Late-medieval Florence was riven by factional disputes based on support for or opposition to papal power. Dante Alighieri, for a brief time one of the city’s six governing officials, was part of the latter party. But after Charles of Valois entered the city in November 1301, Dante’s allies were overthrown; and on 27 January 1301, Dante, aged around 36, was one of a number sentenced to exile on charges of corruption. He was returning from Rome. His wife and children remained in Florence; he never saw the city again.

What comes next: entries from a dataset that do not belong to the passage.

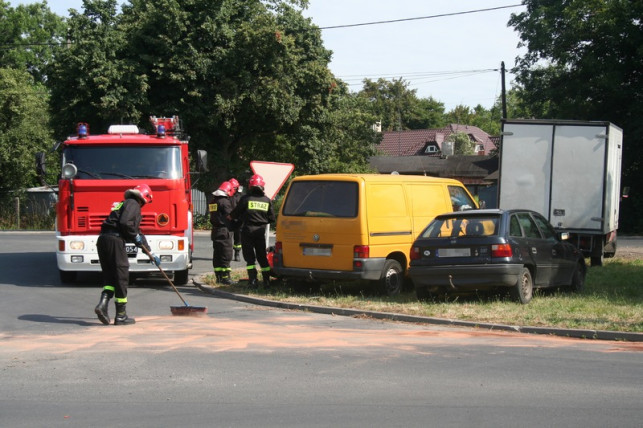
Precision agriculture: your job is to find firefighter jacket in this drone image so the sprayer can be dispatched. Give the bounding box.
[231,189,275,231]
[208,190,232,229]
[100,198,149,248]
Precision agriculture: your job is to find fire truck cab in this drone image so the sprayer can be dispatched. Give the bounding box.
[50,116,201,284]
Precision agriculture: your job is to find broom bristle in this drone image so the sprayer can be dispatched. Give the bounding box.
[170,306,208,317]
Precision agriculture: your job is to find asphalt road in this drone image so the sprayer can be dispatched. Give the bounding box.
[0,232,643,427]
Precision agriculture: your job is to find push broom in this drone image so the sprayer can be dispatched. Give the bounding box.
[141,246,208,316]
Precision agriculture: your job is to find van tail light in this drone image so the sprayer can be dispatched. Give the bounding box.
[353,245,370,259]
[410,247,422,260]
[491,244,513,257]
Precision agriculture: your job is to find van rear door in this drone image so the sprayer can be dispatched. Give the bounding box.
[277,180,367,271]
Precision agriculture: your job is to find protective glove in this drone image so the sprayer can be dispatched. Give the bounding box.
[152,253,161,267]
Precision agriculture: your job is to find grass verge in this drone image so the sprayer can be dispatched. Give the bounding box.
[205,257,643,333]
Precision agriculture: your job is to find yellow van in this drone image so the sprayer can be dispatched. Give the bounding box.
[273,174,478,295]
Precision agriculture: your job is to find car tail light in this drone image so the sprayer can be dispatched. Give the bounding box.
[491,244,513,257]
[353,245,370,259]
[410,247,422,260]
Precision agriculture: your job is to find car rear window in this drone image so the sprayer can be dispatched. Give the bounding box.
[282,180,358,218]
[421,216,499,238]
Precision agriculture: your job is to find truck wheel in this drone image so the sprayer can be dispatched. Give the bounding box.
[568,263,585,293]
[380,259,404,296]
[58,270,77,284]
[174,269,188,285]
[511,267,534,305]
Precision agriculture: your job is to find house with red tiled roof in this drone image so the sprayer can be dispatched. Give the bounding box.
[378,124,496,156]
[369,124,499,208]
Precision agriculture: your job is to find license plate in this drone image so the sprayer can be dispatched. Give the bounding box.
[437,248,471,257]
[304,247,331,257]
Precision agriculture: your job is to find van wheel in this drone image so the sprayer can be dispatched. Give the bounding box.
[380,259,404,296]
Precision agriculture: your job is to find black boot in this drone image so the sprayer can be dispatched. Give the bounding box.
[248,269,257,288]
[114,303,136,325]
[94,291,111,325]
[219,272,233,285]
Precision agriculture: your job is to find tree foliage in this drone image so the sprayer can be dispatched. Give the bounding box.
[0,68,52,199]
[0,1,65,83]
[509,0,643,230]
[47,0,148,138]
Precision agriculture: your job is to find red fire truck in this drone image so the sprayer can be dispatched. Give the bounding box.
[46,116,206,284]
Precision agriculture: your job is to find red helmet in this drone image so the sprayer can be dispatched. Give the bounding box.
[219,181,234,196]
[125,184,153,204]
[248,174,266,189]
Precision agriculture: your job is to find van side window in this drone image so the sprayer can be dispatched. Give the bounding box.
[449,186,476,211]
[509,214,522,237]
[518,213,541,239]
[283,180,358,218]
[533,214,558,242]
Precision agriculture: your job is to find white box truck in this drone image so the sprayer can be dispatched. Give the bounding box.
[498,119,623,266]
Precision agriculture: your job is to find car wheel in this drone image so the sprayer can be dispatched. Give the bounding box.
[569,263,586,293]
[380,259,404,296]
[511,267,534,305]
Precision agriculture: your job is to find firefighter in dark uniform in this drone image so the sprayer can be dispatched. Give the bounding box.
[94,184,161,325]
[228,178,243,262]
[208,181,234,285]
[231,174,275,287]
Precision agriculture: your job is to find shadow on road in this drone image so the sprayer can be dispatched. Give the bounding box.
[18,314,96,327]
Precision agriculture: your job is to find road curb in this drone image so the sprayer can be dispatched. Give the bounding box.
[192,278,643,342]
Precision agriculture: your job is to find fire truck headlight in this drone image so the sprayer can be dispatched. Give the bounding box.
[69,241,85,251]
[159,239,174,250]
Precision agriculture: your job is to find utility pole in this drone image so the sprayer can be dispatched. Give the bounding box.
[500,61,507,119]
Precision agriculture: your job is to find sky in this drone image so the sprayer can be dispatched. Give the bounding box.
[10,0,526,111]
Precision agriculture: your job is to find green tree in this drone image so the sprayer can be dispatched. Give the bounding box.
[509,0,643,231]
[47,0,148,138]
[0,68,53,198]
[0,1,65,82]
[123,0,334,187]
[358,78,432,131]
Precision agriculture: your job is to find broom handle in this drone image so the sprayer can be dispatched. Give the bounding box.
[141,245,190,306]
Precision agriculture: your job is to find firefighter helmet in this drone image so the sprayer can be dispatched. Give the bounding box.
[228,178,239,190]
[248,174,266,189]
[125,184,153,204]
[219,181,234,196]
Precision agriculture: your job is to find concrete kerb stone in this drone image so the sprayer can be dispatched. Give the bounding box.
[192,277,643,342]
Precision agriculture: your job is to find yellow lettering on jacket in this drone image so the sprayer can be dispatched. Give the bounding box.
[248,201,269,212]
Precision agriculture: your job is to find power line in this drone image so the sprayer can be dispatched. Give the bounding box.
[319,4,524,30]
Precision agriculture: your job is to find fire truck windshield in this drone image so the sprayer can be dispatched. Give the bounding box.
[62,146,183,180]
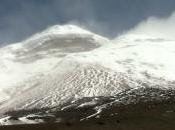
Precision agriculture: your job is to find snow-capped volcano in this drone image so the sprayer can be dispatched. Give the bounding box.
[0,25,175,125]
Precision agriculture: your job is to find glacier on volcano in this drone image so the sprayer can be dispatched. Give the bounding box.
[0,19,175,124]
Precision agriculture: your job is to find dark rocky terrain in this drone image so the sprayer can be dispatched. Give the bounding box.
[0,88,175,130]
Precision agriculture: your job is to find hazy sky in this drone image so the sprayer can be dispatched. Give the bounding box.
[0,0,175,43]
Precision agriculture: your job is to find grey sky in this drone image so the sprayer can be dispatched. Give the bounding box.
[0,0,175,43]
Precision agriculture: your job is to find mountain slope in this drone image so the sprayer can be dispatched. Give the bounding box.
[0,25,175,124]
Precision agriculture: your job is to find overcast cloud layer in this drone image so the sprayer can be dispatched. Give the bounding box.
[0,0,175,43]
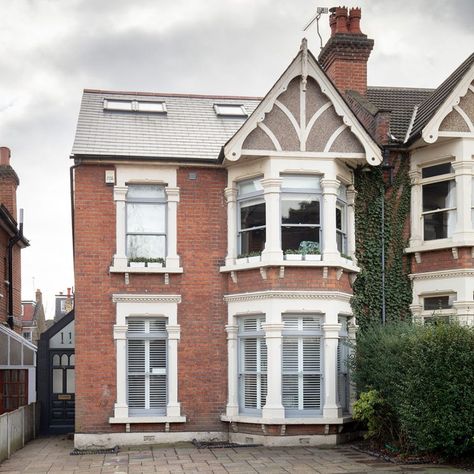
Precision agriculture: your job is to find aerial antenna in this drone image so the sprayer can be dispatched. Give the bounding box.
[303,7,329,49]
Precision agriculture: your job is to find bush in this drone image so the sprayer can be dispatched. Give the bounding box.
[352,323,474,456]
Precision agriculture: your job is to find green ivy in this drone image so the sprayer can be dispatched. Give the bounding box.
[351,155,412,330]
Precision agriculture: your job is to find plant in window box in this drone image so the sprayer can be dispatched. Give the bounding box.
[146,258,165,268]
[285,249,303,261]
[128,257,148,268]
[299,240,321,261]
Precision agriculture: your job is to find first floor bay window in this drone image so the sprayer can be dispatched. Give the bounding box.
[237,178,266,255]
[238,315,267,414]
[126,184,167,259]
[281,175,321,251]
[421,163,456,240]
[282,315,322,416]
[127,317,167,416]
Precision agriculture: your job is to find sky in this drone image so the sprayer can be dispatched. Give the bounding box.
[0,0,474,318]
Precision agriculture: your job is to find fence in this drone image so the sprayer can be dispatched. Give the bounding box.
[0,403,39,462]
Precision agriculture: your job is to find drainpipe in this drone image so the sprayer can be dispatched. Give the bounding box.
[7,209,23,329]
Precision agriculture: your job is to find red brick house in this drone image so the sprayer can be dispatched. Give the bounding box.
[0,147,36,415]
[72,8,472,447]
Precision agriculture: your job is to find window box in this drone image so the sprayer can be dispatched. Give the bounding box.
[304,253,321,262]
[285,253,303,261]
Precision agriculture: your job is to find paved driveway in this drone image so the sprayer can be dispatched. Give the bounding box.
[0,436,465,474]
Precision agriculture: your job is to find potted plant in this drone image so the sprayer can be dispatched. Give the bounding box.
[299,240,321,261]
[146,258,165,268]
[247,250,262,263]
[285,249,303,261]
[128,257,147,268]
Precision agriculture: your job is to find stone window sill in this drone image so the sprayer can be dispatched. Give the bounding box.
[109,416,186,424]
[221,415,352,425]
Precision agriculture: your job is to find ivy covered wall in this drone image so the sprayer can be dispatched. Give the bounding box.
[351,153,412,330]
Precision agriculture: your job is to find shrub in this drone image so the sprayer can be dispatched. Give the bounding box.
[352,323,474,456]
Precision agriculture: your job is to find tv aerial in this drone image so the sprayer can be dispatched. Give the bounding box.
[303,7,329,49]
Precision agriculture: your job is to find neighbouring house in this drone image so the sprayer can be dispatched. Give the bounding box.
[71,8,474,447]
[54,288,74,322]
[21,290,46,346]
[0,147,36,414]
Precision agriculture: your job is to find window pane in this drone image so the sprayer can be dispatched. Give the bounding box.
[281,194,320,224]
[127,202,166,234]
[282,175,320,191]
[66,369,76,393]
[53,369,63,393]
[127,184,165,199]
[423,211,456,240]
[240,202,265,229]
[421,163,453,178]
[423,295,453,311]
[240,229,266,254]
[281,226,320,250]
[423,180,456,212]
[127,235,166,258]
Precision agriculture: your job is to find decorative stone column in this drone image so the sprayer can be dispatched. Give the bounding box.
[261,178,283,262]
[224,188,237,266]
[166,324,181,416]
[165,187,179,268]
[321,178,340,260]
[408,169,423,247]
[262,323,285,419]
[225,324,239,416]
[323,323,342,418]
[452,161,474,242]
[114,324,128,418]
[113,186,128,267]
[347,186,357,263]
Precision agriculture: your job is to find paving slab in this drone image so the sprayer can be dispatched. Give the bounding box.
[0,436,467,474]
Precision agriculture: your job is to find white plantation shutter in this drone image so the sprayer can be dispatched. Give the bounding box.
[239,316,267,412]
[282,315,322,414]
[127,318,167,416]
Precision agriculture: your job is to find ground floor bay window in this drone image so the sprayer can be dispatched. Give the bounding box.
[222,291,355,424]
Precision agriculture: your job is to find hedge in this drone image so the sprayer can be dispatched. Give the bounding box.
[351,322,474,456]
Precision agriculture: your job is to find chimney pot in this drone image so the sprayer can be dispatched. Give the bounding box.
[0,146,11,166]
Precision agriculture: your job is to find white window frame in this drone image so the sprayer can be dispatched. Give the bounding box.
[109,164,183,273]
[237,177,267,256]
[420,161,458,242]
[282,314,324,417]
[109,293,186,424]
[238,314,267,415]
[280,174,324,252]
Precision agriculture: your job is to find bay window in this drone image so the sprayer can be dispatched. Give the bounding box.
[282,315,322,416]
[281,175,321,251]
[238,315,267,414]
[126,184,167,259]
[421,163,456,240]
[336,184,348,254]
[237,178,266,255]
[127,317,167,416]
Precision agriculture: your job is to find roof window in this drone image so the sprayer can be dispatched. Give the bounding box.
[104,99,166,113]
[214,104,248,117]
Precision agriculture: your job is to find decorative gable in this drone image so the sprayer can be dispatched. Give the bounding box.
[224,40,382,165]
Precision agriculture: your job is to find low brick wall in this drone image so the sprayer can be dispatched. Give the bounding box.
[0,403,39,462]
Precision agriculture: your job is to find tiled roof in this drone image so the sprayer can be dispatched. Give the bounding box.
[367,87,433,141]
[72,90,260,161]
[410,53,474,141]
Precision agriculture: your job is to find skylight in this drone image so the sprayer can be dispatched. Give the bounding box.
[214,104,248,117]
[104,99,166,113]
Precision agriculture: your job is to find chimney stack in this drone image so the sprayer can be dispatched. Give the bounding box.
[318,7,374,95]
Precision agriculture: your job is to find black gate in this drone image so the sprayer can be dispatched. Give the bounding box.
[38,311,76,434]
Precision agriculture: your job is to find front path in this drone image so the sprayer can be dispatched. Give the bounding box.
[0,436,465,474]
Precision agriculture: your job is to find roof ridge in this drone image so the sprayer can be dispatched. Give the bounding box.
[84,89,263,100]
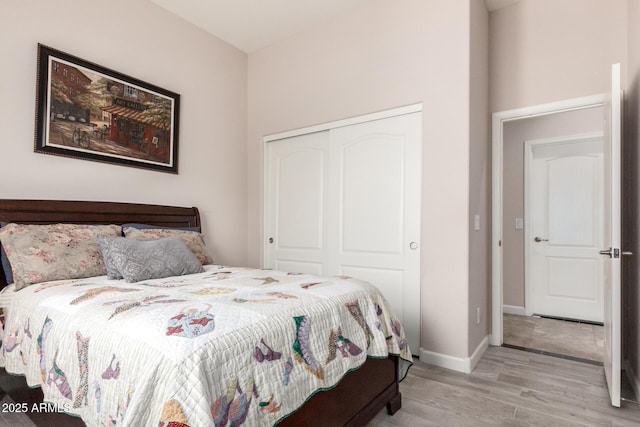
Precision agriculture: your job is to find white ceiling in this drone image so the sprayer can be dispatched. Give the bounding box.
[151,0,520,53]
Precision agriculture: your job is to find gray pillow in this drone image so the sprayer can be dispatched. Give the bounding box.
[96,236,204,283]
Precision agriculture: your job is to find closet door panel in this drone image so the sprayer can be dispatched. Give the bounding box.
[326,113,422,354]
[340,133,403,255]
[266,132,329,274]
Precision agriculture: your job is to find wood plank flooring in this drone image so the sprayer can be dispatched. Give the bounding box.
[369,347,640,427]
[503,313,604,362]
[0,347,640,427]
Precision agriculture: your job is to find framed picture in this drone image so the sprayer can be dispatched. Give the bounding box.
[34,44,180,173]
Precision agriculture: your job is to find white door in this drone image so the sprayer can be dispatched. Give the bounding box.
[601,64,623,407]
[525,134,604,322]
[265,131,329,275]
[265,113,422,353]
[327,113,422,353]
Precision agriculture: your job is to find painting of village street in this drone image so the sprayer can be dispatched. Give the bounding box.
[36,46,178,173]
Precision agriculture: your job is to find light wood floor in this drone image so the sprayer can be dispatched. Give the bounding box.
[0,347,640,427]
[503,314,604,362]
[369,347,640,427]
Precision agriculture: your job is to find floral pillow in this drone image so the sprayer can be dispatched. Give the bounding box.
[0,223,120,290]
[122,227,213,265]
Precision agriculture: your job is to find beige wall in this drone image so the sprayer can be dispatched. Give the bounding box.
[490,0,637,112]
[0,0,247,265]
[622,0,640,399]
[247,0,481,357]
[468,1,491,353]
[502,108,604,307]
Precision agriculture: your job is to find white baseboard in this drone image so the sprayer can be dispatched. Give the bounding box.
[420,335,489,374]
[624,360,640,399]
[502,304,527,316]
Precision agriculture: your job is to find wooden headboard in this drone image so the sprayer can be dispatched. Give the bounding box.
[0,199,201,288]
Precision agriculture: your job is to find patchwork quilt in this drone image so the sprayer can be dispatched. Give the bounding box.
[0,265,411,427]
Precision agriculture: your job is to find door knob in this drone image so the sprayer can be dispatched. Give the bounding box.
[598,248,613,258]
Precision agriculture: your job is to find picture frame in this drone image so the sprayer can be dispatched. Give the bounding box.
[34,44,180,174]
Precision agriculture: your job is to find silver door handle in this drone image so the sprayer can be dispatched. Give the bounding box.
[598,248,613,258]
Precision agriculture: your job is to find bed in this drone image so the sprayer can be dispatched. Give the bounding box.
[0,200,411,427]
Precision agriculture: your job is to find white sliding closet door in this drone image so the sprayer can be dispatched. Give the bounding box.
[265,132,330,275]
[265,113,422,354]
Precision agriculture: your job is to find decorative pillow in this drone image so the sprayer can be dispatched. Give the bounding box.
[0,223,120,289]
[122,227,213,265]
[122,222,200,233]
[96,236,204,283]
[0,221,13,285]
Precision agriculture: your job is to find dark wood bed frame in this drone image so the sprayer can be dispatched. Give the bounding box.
[0,199,402,427]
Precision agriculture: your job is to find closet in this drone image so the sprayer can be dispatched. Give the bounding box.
[264,111,422,354]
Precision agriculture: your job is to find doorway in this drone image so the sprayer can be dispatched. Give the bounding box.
[491,96,605,362]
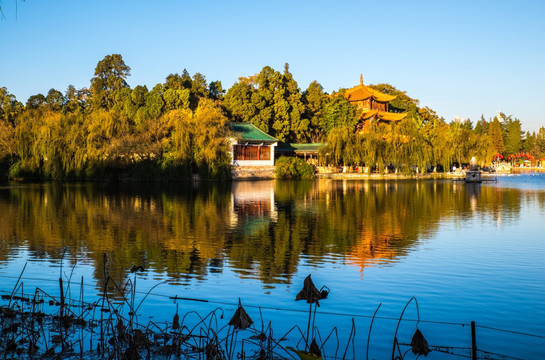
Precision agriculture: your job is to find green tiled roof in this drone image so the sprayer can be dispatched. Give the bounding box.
[276,143,326,153]
[230,123,278,142]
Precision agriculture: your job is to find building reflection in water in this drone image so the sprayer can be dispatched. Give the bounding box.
[231,180,278,228]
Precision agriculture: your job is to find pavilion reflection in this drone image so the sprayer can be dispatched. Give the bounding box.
[231,181,278,227]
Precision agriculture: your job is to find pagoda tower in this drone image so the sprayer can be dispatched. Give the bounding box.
[344,75,407,125]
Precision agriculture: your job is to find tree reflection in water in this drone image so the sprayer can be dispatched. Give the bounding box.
[0,180,545,294]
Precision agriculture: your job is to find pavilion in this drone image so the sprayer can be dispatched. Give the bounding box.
[344,75,407,128]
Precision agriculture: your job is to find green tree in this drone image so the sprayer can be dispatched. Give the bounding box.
[208,81,225,100]
[25,94,45,109]
[323,92,359,133]
[301,81,328,142]
[503,117,523,154]
[488,117,505,153]
[45,89,65,111]
[0,87,23,124]
[91,54,131,109]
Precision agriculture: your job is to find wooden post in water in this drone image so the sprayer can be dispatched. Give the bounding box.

Although The Divine Comedy is notionally set in Easter week 1300, Dante is thought to have started writing it around 1308. The retrospective setting allows him to foretell the bitterness of exile, “how salt is the taste/Of other people’s bread, how hard the way/Going up and down other people’s stairs”. Arguably Dante experienced a double exile, since he quickly fell out with his fellow exiles and became a party of one.
Boccaccio says Dante visited Paris while in exile, and Gladstone believed he studied in Oxford, but it is unlikely he ever left Italy. He certainly lived for periods in Arezzo, Bologna and Verona, and his last last few years were spent in Ravenna, where he died in September 1321.
In the 19th century Florence built a grand tomb to house his remains in the Basilica of Santa Croce, but Ravenna resisted. The tomb in Florence remains empty.